William of the Hospital


William of the Hospital

Guillaume François Antoine, Markies de l'Hôpital (Paris, 1661 - February 2, 1704) was a French mathematician. He is probably the best known because of the rule of l'Hôpital for calculating limits. In old French the writing was also called 'l'Hospital'. biography

L'Hôpital was born in Paris. He wanted to follow a military career, but a lack of sight required him to move to mathematics. Following a challenge by Johan Bernoulli, he solved the brachist crown problem in 1696, independent of other mathematicians such as Isaac Newton, Jakob Bernoulli (Johann's brother) and Gottfried Leibniz.

He is the author of the first book on differential accounts, L'Analyse des infiniment petits pour l'intelligence des lignes courbes. This book, published in 1696, contains the lectures of his teacher Johann Bernoulli, in which Bernoulli discusses indefinite forms, such as 0/0. The method of resolving this kind of indefinite forms by repeatedly differentiating was called him the rule of l'Hôpital.

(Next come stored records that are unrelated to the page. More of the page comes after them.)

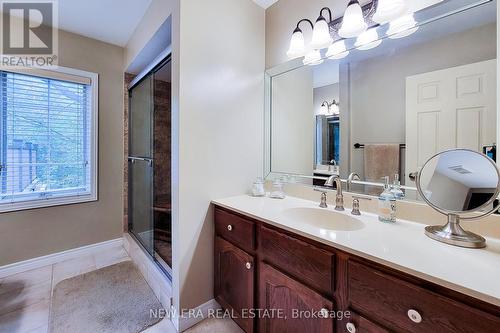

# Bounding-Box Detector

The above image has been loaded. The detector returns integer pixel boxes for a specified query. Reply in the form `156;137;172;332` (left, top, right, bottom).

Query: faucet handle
319;192;328;208
351;198;361;215
335;194;344;211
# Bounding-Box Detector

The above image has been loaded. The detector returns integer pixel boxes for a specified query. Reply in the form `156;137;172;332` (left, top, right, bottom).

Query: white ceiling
252;0;279;9
56;0;152;46
435;151;498;189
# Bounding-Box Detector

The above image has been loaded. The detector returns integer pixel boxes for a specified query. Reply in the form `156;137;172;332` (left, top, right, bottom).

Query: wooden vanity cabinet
213;206;500;333
214;236;255;332
259;263;334;333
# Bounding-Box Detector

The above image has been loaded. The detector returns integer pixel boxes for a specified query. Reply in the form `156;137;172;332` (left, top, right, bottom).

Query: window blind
0;71;92;205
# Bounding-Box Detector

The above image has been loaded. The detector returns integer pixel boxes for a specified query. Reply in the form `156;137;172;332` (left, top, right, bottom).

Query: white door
405;59;497;185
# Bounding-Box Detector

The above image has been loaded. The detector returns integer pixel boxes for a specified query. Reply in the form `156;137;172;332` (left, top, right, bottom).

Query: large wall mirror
265;0;498;201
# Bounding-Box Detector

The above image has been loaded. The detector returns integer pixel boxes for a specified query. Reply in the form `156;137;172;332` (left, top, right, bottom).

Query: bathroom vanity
213;196;500;333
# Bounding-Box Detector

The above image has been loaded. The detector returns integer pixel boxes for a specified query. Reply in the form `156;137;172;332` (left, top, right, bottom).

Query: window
0;67;98;212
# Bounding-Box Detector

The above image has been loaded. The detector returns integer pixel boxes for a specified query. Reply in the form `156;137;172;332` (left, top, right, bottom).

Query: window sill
0;193;98;213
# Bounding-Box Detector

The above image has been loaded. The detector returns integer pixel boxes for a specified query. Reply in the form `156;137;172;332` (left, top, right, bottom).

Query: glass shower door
128;75;154;255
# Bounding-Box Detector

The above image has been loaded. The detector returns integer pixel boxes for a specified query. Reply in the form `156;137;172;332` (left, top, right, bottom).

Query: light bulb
286;29;306;59
311;17;333;50
355;28;382;50
338;0;367;38
387;14;418;39
326;40;349;60
373;0;407;24
303;50;324;66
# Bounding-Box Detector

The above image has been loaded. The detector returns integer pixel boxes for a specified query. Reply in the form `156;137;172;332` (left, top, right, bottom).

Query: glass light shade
311;18;333;50
355;28;382;50
303;50;324;66
330;103;340;115
326;40;349;60
320;103;330;115
286;30;306;58
338;1;367;38
373;0;407;24
387;14;419;39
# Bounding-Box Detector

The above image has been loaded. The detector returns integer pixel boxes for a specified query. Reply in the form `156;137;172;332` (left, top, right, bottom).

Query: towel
364;144;400;195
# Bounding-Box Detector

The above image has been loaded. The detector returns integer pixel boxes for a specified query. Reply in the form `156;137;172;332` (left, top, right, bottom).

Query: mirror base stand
425;214;486;249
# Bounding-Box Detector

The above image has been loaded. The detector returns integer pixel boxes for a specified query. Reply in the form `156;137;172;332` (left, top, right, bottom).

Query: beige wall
176;0;264;313
0;30;125;266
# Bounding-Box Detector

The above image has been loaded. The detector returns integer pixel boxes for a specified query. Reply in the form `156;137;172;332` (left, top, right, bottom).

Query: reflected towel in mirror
364;144;400;195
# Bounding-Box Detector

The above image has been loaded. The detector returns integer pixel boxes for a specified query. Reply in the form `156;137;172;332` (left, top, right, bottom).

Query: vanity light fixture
326;40;349;60
338;0;368;38
320;100;340;115
286;0;421;65
387;14;418;38
286;19;314;59
320;101;330;115
355;28;382;50
303;50;324;66
311;8;334;50
372;0;408;24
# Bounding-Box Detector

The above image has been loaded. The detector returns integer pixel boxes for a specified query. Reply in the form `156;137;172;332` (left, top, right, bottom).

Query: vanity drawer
348;260;500;333
215;207;255;252
343;312;390;333
259;225;334;296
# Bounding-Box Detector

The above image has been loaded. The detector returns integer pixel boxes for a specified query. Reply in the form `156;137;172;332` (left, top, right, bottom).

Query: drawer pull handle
227;225;233;231
346;322;356;333
245;262;252;270
319;308;329;318
407;309;422;323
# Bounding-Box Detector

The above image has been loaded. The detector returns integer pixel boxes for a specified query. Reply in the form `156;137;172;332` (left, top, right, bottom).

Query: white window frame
0;66;98;213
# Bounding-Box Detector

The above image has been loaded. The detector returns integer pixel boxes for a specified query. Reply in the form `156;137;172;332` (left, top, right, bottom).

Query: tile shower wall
123;73;136;231
153;79;172;205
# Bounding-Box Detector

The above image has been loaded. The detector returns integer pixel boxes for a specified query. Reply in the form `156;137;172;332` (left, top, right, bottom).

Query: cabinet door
214;237;254;332
259;263;334;333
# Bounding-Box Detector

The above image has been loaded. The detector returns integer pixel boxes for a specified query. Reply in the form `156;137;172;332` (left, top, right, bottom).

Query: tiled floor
0;241;240;333
184;318;244;333
0;245;130;333
143;317;243;333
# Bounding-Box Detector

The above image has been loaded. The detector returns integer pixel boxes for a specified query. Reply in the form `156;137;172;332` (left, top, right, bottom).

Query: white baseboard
177;299;221;332
0;238;123;279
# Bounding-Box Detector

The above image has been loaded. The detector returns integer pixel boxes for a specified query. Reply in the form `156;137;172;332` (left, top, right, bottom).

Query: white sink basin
282;207;365;231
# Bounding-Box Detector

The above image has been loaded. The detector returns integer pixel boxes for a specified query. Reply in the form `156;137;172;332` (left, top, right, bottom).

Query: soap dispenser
390;174;405;199
378;176;396;223
269;178;286;199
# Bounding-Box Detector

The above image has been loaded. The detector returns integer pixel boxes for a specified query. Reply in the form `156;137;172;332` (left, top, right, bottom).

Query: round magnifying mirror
417;149;500;248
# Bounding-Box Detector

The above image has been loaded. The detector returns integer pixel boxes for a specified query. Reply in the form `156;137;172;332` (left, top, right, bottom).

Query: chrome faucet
324;175;344;211
347;172;360;191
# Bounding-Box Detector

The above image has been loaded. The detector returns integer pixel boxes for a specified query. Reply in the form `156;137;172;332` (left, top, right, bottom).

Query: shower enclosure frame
127;52;172;279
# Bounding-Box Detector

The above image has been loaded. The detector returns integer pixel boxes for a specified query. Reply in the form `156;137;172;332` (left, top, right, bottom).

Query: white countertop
212;195;500;307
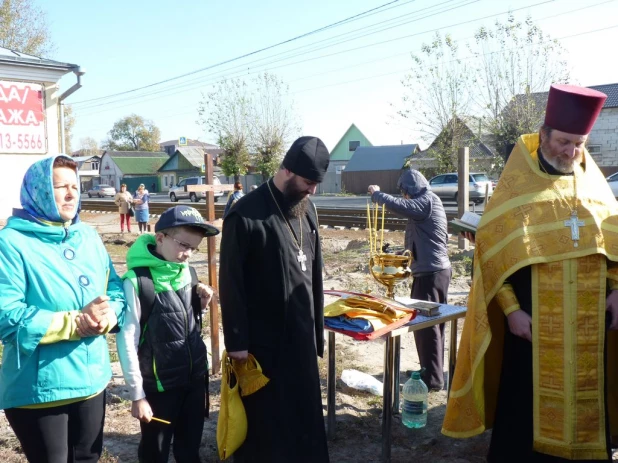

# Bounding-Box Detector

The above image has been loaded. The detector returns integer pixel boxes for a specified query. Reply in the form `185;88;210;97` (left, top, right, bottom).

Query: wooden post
185;178;234;374
457;147;469;251
204;153;220;375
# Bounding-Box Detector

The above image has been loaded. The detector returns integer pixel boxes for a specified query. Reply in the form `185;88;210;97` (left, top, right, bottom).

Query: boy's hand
132;398;153;423
196;283;214;310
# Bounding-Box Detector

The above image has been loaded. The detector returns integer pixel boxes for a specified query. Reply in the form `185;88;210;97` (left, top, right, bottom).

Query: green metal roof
113;156;168;175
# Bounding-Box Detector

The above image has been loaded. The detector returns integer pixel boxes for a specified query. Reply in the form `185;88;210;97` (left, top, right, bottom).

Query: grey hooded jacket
371;169;451;275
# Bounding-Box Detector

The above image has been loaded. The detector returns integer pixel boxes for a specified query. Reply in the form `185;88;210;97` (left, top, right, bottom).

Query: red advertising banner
0;81;47;154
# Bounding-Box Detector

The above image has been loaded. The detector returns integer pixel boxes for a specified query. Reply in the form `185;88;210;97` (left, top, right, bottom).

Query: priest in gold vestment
443;84;618;461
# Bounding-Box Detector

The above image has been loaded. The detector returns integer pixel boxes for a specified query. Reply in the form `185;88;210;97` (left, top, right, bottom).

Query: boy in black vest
117;205;219;462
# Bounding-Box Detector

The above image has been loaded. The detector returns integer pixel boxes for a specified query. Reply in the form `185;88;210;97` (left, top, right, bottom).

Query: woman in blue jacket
0;155;126;463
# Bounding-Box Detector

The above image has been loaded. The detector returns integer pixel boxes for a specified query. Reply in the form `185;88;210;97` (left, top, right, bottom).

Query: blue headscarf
18;154;81;224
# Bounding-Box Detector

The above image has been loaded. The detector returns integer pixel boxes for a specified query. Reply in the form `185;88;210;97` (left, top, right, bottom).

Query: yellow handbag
217;352;248;460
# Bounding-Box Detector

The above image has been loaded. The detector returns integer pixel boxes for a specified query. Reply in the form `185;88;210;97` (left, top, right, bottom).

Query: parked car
428;172;493;204
606;172;618;198
87;184;116;198
169;176;224;202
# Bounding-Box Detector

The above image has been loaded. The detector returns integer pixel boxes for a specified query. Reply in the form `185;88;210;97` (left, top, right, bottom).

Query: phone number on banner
0;132;47;153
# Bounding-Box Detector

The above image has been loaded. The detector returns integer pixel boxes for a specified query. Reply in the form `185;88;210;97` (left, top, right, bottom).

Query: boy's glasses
163;233;200;253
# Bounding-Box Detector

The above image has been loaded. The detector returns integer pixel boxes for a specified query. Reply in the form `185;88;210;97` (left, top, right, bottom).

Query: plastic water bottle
401;370;428;428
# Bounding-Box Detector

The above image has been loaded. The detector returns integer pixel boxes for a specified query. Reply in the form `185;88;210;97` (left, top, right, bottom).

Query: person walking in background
219;136;331;462
368;168;451;391
223;181;244;219
117;205;218;463
0;154;126;463
114;183;133;233
443;84;618;462
134;183;150;234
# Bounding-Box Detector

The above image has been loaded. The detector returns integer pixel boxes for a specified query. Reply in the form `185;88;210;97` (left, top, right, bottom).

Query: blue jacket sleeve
0;243;55;358
371;191;431;221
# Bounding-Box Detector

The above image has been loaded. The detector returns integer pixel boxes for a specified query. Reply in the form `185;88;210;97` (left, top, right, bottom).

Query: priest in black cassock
219;136;330;463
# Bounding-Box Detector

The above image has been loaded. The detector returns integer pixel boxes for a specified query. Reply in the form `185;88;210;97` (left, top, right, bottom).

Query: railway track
80;200;464;232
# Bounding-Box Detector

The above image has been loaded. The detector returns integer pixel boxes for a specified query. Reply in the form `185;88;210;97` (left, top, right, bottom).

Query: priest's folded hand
228;350;249;361
507;309;532;342
606;290;618;330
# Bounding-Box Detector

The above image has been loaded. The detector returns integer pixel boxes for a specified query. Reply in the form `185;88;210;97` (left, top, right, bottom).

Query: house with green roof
158;147;223;192
321;123;372;193
99;151;169;193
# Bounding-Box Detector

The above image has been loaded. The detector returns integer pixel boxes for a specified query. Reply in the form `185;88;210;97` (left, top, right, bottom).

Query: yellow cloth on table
441;133;618;460
324;296;409;330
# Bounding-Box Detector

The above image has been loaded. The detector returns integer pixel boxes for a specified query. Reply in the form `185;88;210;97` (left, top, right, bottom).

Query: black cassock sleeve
219;212;251;352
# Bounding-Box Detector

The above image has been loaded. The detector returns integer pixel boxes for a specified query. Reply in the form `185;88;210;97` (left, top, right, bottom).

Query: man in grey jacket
369;168;451;390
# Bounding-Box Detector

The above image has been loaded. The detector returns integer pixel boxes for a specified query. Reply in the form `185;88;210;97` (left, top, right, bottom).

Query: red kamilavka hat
544;84;607;135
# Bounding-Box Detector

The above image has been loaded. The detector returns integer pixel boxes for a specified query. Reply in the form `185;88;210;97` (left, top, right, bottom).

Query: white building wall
587;107;618;168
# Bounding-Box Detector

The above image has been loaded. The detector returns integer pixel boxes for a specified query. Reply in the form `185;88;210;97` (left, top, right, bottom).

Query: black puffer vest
138;283;207;393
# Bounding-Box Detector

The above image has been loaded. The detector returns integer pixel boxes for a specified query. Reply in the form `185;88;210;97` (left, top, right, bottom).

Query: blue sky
43;0;618;152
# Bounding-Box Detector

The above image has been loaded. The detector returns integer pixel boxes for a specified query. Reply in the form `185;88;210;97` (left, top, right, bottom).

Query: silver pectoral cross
297;249;307;271
564;210;584;247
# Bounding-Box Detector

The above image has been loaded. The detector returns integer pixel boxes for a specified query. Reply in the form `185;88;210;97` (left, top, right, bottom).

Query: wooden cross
186;155;234;374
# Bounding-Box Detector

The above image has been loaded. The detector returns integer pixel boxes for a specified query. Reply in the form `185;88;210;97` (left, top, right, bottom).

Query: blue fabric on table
324;316;374;333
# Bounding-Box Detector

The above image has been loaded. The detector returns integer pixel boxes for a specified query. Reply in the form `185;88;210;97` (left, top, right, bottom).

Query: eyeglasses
163;233;200;253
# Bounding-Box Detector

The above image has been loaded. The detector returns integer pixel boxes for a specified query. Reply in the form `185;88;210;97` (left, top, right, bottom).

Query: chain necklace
538;154;583;247
267;181;307;271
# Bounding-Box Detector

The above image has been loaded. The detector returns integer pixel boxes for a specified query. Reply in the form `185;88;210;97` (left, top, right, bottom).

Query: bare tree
398;15;570;173
468;14;570;158
197;79;252;182
398;33;473;171
0;0;55;56
250;73;301;182
78;136;100;156
63;105;75;154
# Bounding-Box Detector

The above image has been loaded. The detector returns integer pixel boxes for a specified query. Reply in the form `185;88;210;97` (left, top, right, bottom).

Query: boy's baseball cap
155;206;220;236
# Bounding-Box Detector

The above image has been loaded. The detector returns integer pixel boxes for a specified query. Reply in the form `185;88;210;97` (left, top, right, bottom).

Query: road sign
179;136;187;146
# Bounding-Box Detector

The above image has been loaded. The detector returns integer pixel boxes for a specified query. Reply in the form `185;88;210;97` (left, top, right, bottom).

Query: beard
282;178;310;218
540;135;582;174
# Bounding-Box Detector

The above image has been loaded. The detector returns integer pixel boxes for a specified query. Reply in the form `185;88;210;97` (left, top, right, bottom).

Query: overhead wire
74;0;616;133
73;0;467;112
70;0;411;105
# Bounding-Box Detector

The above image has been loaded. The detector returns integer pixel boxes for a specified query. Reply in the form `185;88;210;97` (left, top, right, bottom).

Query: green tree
0;0;54;56
250;73;300;181
102;114;161;152
197;79;252;181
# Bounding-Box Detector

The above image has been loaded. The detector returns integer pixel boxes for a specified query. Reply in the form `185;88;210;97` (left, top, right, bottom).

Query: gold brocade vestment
442;133;618;460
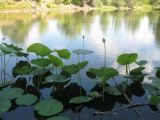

Afterwards, it became known that in 1694 he concluded a deal with Johann Bernoulli. The agreement was that l'Hôpital would pay 300 Francs a year to Bernoulli, a half-professor's salary, to solve his mathematical questions in writing. After the death of l'Hôpital in 1704 Bernoulli came with this story and claimed to be the source of the analysis but was not widely believed. In 1922, other notes of Bernoulli's lessons were found, supporting Bernoulli's story.

By various sources it is pointed out that l'Hôpital was also a good mathematician in itself and that, in some respects, he has improved Bernoulli errors, for example that the integral of 1 / x would be a finite number.